An advanced combination rule for the van der Waals \(C_8\) dispersion coefficient

Below you find an advanced combination rule for the higher \(C_8\) dispersion coefficient of the van der Waals interaction between two atoms or molecules A and B (g = mean dipole respectively quadrupol excitation energy):

$$\quad C^{AB}_{8} = {1 \over 2} [ { {C^{A}_{6} C^{B}_{8} (1 + g^B )} \over {{C^{A}_{6}{\alpha^B_1 \over \alpha^A_1}+g^B C^{B}_{6} {\alpha^A_1 \over \alpha^B_1}}}} + { {C^{A}_{8} C^{B}_{6} (1 + g^A )} \over {{g^B C^{A}_{6}{\alpha^B_1 \over \alpha^A_1}+C^{B}_{6} {\alpha^A_1 \over \alpha^B_1}}}} ]$$

The above rule was derived in the Appendix (VII.1) of the Dissertation of J. Schleusener (1978) and improves the standard combination rule (geometric mean)

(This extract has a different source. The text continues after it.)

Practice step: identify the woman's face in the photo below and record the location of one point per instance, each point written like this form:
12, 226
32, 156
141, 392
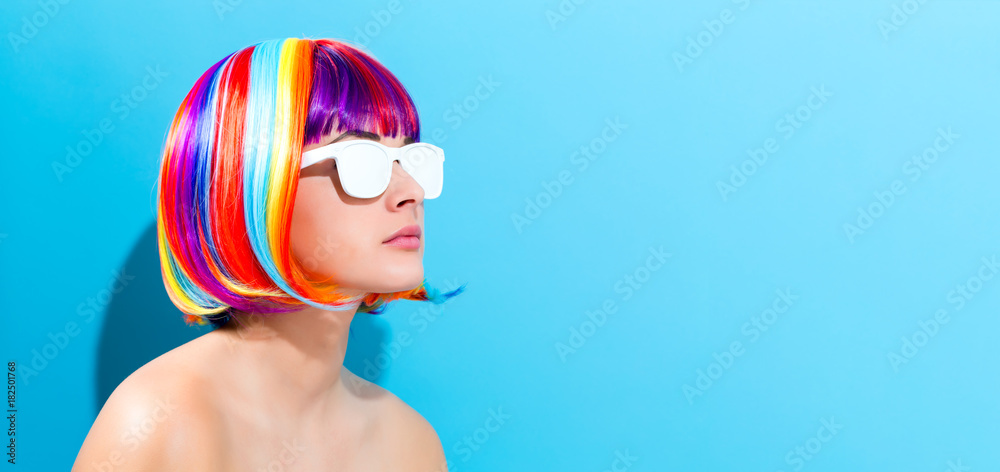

$$C^{AB}_{8} = \sqrt {C^{AA}_{8} C^{BB}_{8}}$$

significantly (especially for large size differences of the involved atoms).

The improved expression has the great advantage of being independent of quadrupole polarizability $\alpha_{2}$, but has a dependency on the ratio g of the mean dipolar or quadrupole excitation energies. For alkalis, the one-electron oscillator model suggests the choice g = 2, whereas in the case of hydrogen and noble gases, where excitation energies and ionization energies are close together, the value g = 1 seems reasonable as a first approximation.